CD: That’s a lot! What are some of your favorite Mockingbird moments?

MS: My favorite Mockingbird moments are the conferences because we get to be in touch with everyone from all over the place and have real human contact with each other. Helping out behind the scenes for the conferences is nurturing for me because I see other people nurtured when they are here. It’s like an unexpected gift for them because of the surprises we provide and making sure the details are handled with care and with a desire to care well for all who participate in the conferences.

I also love being on the board and watching Dave stay faithful to Mockingbird’s vision and purpose. Seeing him continue in this work encourages me.

CD: What are some of your hopes for Mockingbird?

MS: I hope they will continue to reach out to the different groups they have reached out to from the beginning but also begin to move towards creating content for families and kids. It would be amazing for Mockingbird to have an imprint on the content that’s going out for kids. I look at content all the time, and so much of it is close to the message of the gospel, but still really far from the message of the gospel.

CD: And teenagers! I’ve looked through so many books about faith for teens, and there is a huge vacuum of decent content out there. Thank you for this hope. Please make it happen!

CD: So who is one of your dream speakers for an upcoming Mockingbird conference?

MS: Alain De Botton is an amazing philosopher. He wrote The Architecture of Happiness. It accurately describes the human condition and describes how we have judgments and presuppositions and how these things impact our comfort and desires and expectations. I love what he has to say about all of that, and it’s a great reminder that there’s always a homesickness within us that won’t be satisfied with the right curtains or the perfect anything.

CD: How does your work and approach with the children’s ministry at your church translate into parenting?

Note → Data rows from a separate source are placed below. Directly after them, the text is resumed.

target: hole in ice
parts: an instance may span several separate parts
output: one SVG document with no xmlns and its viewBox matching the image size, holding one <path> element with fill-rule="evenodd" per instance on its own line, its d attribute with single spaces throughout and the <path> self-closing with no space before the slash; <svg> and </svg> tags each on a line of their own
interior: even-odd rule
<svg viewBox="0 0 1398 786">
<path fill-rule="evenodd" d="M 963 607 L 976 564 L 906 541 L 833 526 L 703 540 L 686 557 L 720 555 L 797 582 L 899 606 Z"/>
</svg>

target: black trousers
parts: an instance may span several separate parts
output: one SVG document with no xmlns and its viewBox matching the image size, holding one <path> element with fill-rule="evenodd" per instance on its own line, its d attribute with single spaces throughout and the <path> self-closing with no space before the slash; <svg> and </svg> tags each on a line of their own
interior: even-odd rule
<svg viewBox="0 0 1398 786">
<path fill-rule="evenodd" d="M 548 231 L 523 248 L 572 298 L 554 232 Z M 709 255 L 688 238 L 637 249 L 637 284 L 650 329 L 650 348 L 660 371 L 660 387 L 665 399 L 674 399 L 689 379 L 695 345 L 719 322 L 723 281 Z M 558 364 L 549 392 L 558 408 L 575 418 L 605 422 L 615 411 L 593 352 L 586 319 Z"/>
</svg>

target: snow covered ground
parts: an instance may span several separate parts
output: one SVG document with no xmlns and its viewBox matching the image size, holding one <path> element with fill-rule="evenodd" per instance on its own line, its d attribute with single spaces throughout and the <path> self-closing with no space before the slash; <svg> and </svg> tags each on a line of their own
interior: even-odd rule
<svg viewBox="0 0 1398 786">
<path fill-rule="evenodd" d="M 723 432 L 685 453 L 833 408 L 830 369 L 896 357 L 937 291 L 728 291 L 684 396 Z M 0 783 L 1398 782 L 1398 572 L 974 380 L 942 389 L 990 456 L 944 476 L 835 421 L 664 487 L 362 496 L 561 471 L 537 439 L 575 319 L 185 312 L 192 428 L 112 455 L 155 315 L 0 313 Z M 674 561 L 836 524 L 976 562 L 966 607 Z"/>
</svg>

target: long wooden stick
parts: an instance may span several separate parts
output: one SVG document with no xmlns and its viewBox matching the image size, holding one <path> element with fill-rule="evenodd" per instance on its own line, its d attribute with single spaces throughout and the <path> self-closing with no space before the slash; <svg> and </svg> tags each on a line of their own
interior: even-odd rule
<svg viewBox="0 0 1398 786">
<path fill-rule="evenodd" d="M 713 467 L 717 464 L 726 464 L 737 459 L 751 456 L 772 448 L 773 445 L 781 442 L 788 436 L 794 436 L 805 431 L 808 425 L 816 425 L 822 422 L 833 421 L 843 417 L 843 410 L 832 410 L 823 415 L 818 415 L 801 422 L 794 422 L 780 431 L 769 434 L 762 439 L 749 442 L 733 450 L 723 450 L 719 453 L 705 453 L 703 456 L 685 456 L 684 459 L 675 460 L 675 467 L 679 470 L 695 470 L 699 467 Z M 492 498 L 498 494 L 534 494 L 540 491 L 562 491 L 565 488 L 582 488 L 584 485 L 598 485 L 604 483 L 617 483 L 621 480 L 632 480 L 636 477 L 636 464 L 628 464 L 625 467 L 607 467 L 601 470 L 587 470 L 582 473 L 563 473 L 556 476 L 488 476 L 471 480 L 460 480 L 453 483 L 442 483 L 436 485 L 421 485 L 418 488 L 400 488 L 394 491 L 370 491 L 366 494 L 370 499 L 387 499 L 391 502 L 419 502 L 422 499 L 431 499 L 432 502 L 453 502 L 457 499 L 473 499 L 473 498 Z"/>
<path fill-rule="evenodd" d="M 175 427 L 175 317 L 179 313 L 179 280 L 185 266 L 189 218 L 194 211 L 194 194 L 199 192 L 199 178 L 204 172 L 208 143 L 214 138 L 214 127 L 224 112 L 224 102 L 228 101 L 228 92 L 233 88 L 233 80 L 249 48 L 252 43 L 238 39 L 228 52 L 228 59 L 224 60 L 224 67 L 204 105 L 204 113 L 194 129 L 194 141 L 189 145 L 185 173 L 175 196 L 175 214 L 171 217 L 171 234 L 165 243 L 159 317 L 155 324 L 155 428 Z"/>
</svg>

MS: I think focusing on play is really important. Having concentrated times with our kids that are more playful is key because our lives are so busy and there are so many demands on us and on our time that we’re often caught up with getting where we need to get to and making sure everything is where it all needs to be and lunches and homework and everything just sucks us into a lifeless rhythm. So breaking into that rhythm with spontaneous play and surprises opens up more connections between parents and kids that results in greater trust and communication between parents and their children. Playing with our kids helps them feel safe with us and helps them know we are available to receive them and listen to them.

CD: What is God teaching you right now?

MS: I’ve sort of had a mixed bag of things happening. I’m transitioning into sharing our children’s curriculum, so I have stepped away from the day-to-day responsibilities of our children’s ministry here at the church. So I’m really focusing on how to distill this information. I’ve also got a handful of creative projects going on with my floral design and other things, but God keeps bringing me back to this children’s ministry content piece. He pulls me back in and shows me I could do many things in the world, but I’m being called to share gospel-based content with families and kids and to help create resources for adults so they can better engage children and the gospel. I’m definitely in a discerning period with all of this right now and trying to step into what He’s calling me to.

CD: What do you want more of in the next month?

MS: I just hope we can make it through Christmas. It’s a packed season for us. I also hope to engage our parishioners and my family during this full season in a way that’s unhurried with an intentional presence instead of being overly busy and distracted. I don’t want to feel like I’m looking past people or through them. That would be amazing.